Netflix’s product engineering integration test team recently looked at three major challenges that it has encountered while ensuring quality experiences for Netflix users. These challenges included testing and monitoring for “High Impact Titles (HITs),” A/B testing, and global launches.
(Related: Automation is critical for testing)
HITs pose a problem for the test team because they are the shows that have the highest visibility and need to be tested extensively. (For instance, “Orange is the New Black” drew 6.7 million viewers in the first 72 hours it was online.) This means the team will be testing weeks before and long after the launch date of a HIT to make sure the platform’s running smoothly.
Netflix has two phases with different strategies in order to make sure HITs deliver a good member experience. The first strategy starts before the title launches. Complex test cases are created to “verify that the right kind of titles are promoted to the right member profiles,” according to a Netflix tech blog post. Automated tests won’t work here since the “system is in flux,” so most of the testing during this phase is manual.
The testing doesn’t end here. Netflix engineers will write tests that check to see if the title continues to find its correct audience organically. Netflix said it has 600 hours of original programming in addition to all of its licensed content, which means manual testing in this phase is just not enough.
“Once the title is launched, there are generic assumptions we can make about it, because data and promotional logic for that title will not change—e.g. number of episodes > 0 for TV shows, title is searchable (for both movies and TV shows), etc.,” according to the Netflix tech team. “This enables us to use automation to continuously monitor them and check if features related to every title continue to work correctly.”

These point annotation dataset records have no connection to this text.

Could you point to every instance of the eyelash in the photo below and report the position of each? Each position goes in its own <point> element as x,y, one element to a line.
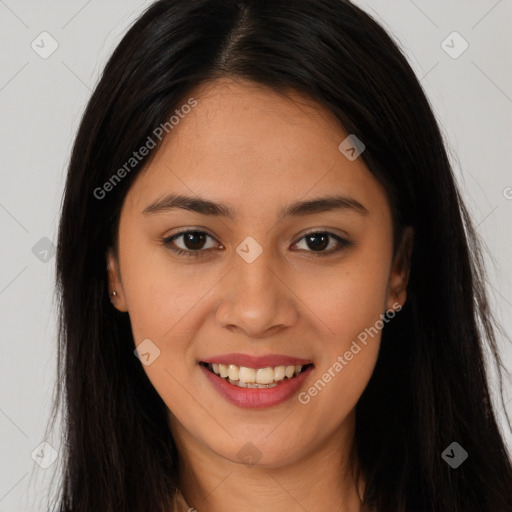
<point>168,242</point>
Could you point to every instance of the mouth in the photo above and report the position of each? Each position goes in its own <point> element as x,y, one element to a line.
<point>256,378</point>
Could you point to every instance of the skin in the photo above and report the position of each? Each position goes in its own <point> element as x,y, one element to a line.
<point>256,151</point>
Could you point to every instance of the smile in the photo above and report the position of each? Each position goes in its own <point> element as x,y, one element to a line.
<point>256,382</point>
<point>259,378</point>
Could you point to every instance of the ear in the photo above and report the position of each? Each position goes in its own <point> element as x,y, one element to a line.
<point>399,278</point>
<point>114,282</point>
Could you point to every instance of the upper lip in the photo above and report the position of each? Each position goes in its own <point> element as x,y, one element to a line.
<point>257,361</point>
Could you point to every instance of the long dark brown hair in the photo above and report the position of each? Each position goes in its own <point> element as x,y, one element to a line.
<point>429,388</point>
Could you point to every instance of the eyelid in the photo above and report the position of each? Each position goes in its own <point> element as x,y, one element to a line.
<point>168,242</point>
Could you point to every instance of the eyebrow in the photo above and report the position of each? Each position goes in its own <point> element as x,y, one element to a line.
<point>300,208</point>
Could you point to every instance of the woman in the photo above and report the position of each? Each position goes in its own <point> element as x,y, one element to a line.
<point>271,292</point>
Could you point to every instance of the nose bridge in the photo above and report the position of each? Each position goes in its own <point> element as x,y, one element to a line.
<point>255,298</point>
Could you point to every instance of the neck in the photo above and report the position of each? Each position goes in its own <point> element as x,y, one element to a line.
<point>314,482</point>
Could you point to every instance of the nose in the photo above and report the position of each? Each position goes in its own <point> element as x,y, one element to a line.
<point>257,298</point>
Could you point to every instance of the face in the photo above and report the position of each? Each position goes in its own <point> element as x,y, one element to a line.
<point>274,260</point>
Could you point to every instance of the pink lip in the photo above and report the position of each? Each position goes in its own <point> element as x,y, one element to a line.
<point>257,361</point>
<point>257,398</point>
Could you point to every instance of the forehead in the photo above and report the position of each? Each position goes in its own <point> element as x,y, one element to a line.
<point>247,146</point>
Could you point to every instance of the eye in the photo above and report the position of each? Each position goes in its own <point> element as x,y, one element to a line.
<point>318,241</point>
<point>193,241</point>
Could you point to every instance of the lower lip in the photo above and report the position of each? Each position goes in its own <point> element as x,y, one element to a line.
<point>257,397</point>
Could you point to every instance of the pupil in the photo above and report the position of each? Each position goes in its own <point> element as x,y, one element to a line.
<point>191,241</point>
<point>320,241</point>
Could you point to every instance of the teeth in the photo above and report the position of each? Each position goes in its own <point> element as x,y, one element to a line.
<point>246,377</point>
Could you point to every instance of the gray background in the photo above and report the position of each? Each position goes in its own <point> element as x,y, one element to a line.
<point>41,102</point>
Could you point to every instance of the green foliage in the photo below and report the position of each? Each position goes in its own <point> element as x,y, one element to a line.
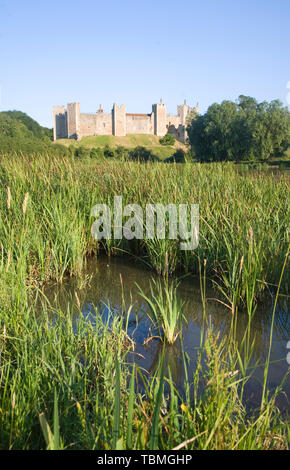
<point>142,154</point>
<point>246,130</point>
<point>21,134</point>
<point>168,139</point>
<point>38,131</point>
<point>45,233</point>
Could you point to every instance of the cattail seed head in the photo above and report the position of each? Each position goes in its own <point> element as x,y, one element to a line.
<point>8,197</point>
<point>24,207</point>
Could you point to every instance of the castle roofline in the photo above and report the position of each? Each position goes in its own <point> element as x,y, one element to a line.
<point>137,114</point>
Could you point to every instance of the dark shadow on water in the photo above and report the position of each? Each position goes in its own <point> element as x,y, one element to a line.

Netflix also has a variety of A/B tests running, and a major challenge with adding end-to-end automation for its A/B tests is the variety of components that needed to be automated, according to the tech team. To solve this, Netflix decided to implement its automation by accessing microservices through their REST endpoints.
With this approach, the team was able to obtain test runtimes within a range of four to 90 seconds. With Java-based automation, they estimated a median runtime to have taken between five and six minutes, according to their blog post.
Another challenge for Netflix was when it had a simultaneous launch in 130 countries in 2015. Originally, Netflix designed to run the test code in a loop for each country. This made each test log significantly larger, which would make it difficult to investigate failures.
The team decided to use the Jenkins Matrix plug-in to parallelize its tests. Now, tests in each country would run in parallel. Additionally, Netflix used an opt-in model so the team could write automated tests that are global-ready. Currently, automation is running globally for Netflix, and it covers all high-priority integration test classes, including HITs in the regions where a title is available, according to the blog post.
For the future, Netflix’s automation projects in its road map include workflow-based tests, alert integration, and chaos integration.